Chapter 2. Recommended specifications for your large Red Hat OpenStack deployment
You can use the provided recommendations to scale your large cluster deployment.
The values in the following procedures are based on testing that the Red Hat OpenStack Platform Performance & Scale Team performed and can vary according to individual environments. For more information, see Scaling Red Hat OpenStack Platform 16.1 to more than 700 nodes.
2.1. Undercloud system requirements
For best performance, install the undercloud node on a physical server. However, if you use a virtualized undercloud node, ensure that the virtual machine has enough resources similar to a physical machine described in the following table.
Table 2.1. Recommended specifications for the undercloud node
System requirement | Description |
---|---|
Counts | 1 |
CPUs | 32 cores, 64 threads |
Disk | 500 GB root disk (1x SSD or 2x hard drives with 7200RPM; RAID 1) 500 GB disk for Object Storage (swift) (1x SSD or 2x hard drives with 7200RPM; RAID 1) |
Memory | 256 GB |
Network | 25 Gbps network interfaces or 10 Gbps network interfaces |
2.2. Overcloud Controller nodes system requirements
All control plane services must run on exactly 3 nodes. Typically, all control plane services are deployed across 3 Controller nodes.
Scaling controller services
To increase the resources available for controller services, you can scale these services to additional nodes. For example, you can deploy the db
or messaging
controller services on dedicated nodes to reduce the load on the Controller nodes.

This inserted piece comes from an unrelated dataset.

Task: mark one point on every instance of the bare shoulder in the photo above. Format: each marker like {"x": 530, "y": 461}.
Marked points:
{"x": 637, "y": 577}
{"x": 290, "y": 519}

To scale controller services, use composable roles to define the set of services that you want to scale. When you use composable roles, each service must run on exactly 3 additional dedicated nodes and the total number of nodes in the control plane must be odd to maintain Pacemaker quorum.
The control plane in this example consists of the following 9 nodes:
- 3 Controller nodes
- 3 Database nodes
- 3 Messaging nodes
For more information, see Composable services and custom roles in Advanced Overcloud Customization.
For questions about scaling controller services with composable roles, contact Red Hat Global Professional Services.
Storage considerations
Include sufficient storage when you plan Controller nodes in your overcloud deployment. OpenStack Telemetry Metrics (gnocchi) and OpenStack Image service (glance) services are I/O intensive. Use Ceph Storage and the Image service for telemetry because the overcloud moves the I/O load to the Ceph OSD servers.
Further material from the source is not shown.